S4, the word frequency (TF) for then calculating examination question calculate " inverse document frequency " (IDF) based on corpus, and calculate word with this TF-IDF；

S5, the TF-IDF again based on participle and word construct the feature vector of examination question, and the meaning of a word of examination question and semanteme are quantified；

S6, finally by the feature vector of the examination question compared two-by-two using the cosine law calculate similarity, it is similar in this, as examination question Spend the foundation of re-scheduling；

When the proposition of oneself is uploaded to original exam pool simultaneously by S7, multiple proposition staff, proposition staff in a period of time is taken Proposition is all to upload to the mode of interim problem database system, and the examination question newly uploaded needs first to carry out with the examination question in interim problem database system It compares, the examination question of the two propositions personnel for uploading to interim exam pool simultaneously, if there is similar or same case, with elder generation Subject to uploader；

Examination question of the topic of S8, then interim exam pool together with formal problem database system compares duplicate checking, is then incorporated into formal Problem database system in.

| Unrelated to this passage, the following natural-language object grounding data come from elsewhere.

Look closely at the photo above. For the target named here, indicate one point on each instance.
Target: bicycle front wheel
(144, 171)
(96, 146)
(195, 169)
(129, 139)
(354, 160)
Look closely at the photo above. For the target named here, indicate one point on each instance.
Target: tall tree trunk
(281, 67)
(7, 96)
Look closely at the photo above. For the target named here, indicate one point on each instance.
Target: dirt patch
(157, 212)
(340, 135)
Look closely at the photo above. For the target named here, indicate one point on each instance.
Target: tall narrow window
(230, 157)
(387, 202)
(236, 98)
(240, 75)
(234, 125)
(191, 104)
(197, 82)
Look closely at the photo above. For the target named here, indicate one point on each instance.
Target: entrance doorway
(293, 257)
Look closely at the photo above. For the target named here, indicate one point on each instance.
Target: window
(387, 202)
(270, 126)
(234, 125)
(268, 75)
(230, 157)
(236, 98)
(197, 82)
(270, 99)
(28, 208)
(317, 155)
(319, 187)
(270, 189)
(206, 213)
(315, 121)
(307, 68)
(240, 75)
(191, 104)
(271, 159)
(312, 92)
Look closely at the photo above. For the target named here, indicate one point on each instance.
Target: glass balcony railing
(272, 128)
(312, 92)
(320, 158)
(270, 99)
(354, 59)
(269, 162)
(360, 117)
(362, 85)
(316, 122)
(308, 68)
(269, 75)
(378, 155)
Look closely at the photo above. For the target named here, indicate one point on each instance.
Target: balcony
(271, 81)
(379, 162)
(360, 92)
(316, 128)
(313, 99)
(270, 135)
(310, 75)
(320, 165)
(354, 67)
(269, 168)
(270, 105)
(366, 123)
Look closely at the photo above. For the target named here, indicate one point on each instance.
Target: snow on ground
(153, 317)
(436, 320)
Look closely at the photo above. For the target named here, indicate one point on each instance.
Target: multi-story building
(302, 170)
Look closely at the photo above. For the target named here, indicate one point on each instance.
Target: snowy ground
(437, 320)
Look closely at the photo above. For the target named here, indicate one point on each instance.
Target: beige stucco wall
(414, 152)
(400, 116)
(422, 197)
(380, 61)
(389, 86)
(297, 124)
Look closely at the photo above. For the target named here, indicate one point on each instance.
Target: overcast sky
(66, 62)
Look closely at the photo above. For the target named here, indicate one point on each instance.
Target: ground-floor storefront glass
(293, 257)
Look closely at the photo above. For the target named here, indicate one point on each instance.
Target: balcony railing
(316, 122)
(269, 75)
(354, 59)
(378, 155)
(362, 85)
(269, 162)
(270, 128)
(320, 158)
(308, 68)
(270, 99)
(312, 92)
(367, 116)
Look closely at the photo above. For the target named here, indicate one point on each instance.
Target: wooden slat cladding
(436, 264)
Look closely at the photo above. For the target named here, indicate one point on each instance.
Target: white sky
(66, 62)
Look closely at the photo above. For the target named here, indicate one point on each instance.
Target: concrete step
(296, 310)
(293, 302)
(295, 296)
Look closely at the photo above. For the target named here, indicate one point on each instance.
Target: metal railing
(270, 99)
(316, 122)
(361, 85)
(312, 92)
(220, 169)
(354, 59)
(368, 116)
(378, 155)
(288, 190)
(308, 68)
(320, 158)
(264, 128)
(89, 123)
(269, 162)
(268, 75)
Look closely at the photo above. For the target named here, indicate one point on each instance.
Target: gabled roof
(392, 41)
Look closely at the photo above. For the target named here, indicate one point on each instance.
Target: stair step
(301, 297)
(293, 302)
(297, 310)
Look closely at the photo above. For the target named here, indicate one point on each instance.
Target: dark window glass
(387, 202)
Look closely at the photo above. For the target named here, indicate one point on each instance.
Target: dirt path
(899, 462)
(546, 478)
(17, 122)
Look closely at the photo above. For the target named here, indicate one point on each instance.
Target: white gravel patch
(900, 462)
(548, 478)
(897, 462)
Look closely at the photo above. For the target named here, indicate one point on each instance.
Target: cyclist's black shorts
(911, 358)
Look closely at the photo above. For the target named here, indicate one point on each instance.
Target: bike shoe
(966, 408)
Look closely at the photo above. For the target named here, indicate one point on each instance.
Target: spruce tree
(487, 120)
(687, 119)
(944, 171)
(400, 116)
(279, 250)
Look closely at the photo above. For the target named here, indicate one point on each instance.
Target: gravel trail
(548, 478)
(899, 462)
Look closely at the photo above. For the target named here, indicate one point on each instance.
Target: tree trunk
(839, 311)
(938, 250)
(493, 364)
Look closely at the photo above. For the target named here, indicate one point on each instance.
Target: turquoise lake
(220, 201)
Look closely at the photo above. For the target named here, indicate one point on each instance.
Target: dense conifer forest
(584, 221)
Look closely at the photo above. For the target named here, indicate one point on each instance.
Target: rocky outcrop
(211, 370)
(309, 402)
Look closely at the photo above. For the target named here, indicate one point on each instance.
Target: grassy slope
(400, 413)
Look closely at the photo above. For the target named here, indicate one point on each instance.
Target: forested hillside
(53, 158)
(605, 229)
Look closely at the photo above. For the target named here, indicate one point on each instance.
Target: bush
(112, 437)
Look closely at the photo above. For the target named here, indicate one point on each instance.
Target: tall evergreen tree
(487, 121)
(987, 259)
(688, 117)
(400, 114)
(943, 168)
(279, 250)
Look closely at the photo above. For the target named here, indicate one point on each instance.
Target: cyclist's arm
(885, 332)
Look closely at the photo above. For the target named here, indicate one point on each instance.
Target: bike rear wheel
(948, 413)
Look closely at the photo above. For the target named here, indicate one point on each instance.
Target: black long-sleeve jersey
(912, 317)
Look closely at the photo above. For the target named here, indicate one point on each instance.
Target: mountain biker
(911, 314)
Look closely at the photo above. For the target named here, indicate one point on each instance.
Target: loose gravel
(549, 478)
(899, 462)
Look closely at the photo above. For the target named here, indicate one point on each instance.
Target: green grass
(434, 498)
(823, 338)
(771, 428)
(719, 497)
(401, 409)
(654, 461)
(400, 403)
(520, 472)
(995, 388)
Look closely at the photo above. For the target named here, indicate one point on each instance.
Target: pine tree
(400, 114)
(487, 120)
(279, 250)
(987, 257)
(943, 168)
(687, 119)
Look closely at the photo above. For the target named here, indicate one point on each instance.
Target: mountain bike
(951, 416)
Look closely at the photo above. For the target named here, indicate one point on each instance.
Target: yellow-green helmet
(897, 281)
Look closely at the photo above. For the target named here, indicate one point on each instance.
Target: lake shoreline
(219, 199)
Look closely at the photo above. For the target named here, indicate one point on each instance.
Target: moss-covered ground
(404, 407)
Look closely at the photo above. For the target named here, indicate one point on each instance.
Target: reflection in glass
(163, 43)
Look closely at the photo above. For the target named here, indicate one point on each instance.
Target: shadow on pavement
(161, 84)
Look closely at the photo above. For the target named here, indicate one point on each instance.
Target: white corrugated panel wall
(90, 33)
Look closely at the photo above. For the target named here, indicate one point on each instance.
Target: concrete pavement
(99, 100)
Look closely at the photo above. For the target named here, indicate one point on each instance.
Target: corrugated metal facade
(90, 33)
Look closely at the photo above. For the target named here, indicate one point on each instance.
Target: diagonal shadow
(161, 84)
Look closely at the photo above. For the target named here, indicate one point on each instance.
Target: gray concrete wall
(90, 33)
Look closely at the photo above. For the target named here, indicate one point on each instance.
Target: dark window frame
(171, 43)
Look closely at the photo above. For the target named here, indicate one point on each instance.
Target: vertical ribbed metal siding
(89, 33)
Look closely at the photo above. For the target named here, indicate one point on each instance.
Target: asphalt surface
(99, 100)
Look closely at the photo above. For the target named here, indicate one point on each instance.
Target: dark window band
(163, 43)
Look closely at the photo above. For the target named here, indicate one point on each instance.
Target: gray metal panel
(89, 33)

2. according to claim 1 a kind of based on inverse text similarity progress examination question life rearrangement processed, it is characterised in that: The multiple tracks examination question uploaded in the step S1 for proposition staff, oneself needs to carry out duplicate checking processing first, avoids oneself uploading Topic have similar or same type topic.

3. according to claim 1 a kind of based on inverse text similarity progress examination question life rearrangement processed, it is characterised in that: Calculating step in the step S4 is 1) to calculate word frequency: frequency of occurrence/article total degree of word frequency=some word in examination question； 2) inverse document frequency (IDF) is calculated: the inverse document frequency=log corpus examination question sum/examination question number+1 comprising the word；3) it counts It calculates term frequency-inverse document frequency (TF-IDF): term frequency-inverse document frequency=word frequency * inverse document frequency.

4. according to claim 1 a kind of based on inverse text similarity progress examination question life rearrangement processed, it is characterised in that: Text is indicated in the form of numerical characteristics vector in the step S5, is mainly realized by two steps；1. being entire Each word on examination question collection (containing many examination questions) creates a unique label；2. constructing a spy for each examination question Vector is levied, mainly includes frequency of occurrence of each word on document.

5. according to claim 1 a kind of based on inverse text similarity progress examination question life rearrangement processed, it is characterised in that: It is divided into four steps (1) in the step S6 and counts the frequency that all words occur in two comparison texts respectively, to obtains two The corresponding vector of a text；(2) the included angle cosine value of the two vectors is calculated using the cosine law；The angle of (3) two vectors The range of cosine value be 0-1,1 represent it is identical, 0 represent it is completely not identical；According to two texts of threshold decision from setting It is whether similar；(4) threshold value is set as 90%, the examination question for regarding as comparing two-by-two if it is greater than 90% be it is identical, if low The similarity value that examination question is returned in 90% is referred to for examination question uploader and careful topic personnel, participates in judging to provide foundation to be artificial.

6. according to claim 1 a kind of based on inverse text similarity progress examination question life rearrangement processed, it is characterised in that: For the son of element can be used on the basis of test item bank element in the optimization of the order of magnitude problem of calculating in the step S8 Element category further decreases the number compared, accelerates the efficiency of re-scheduling.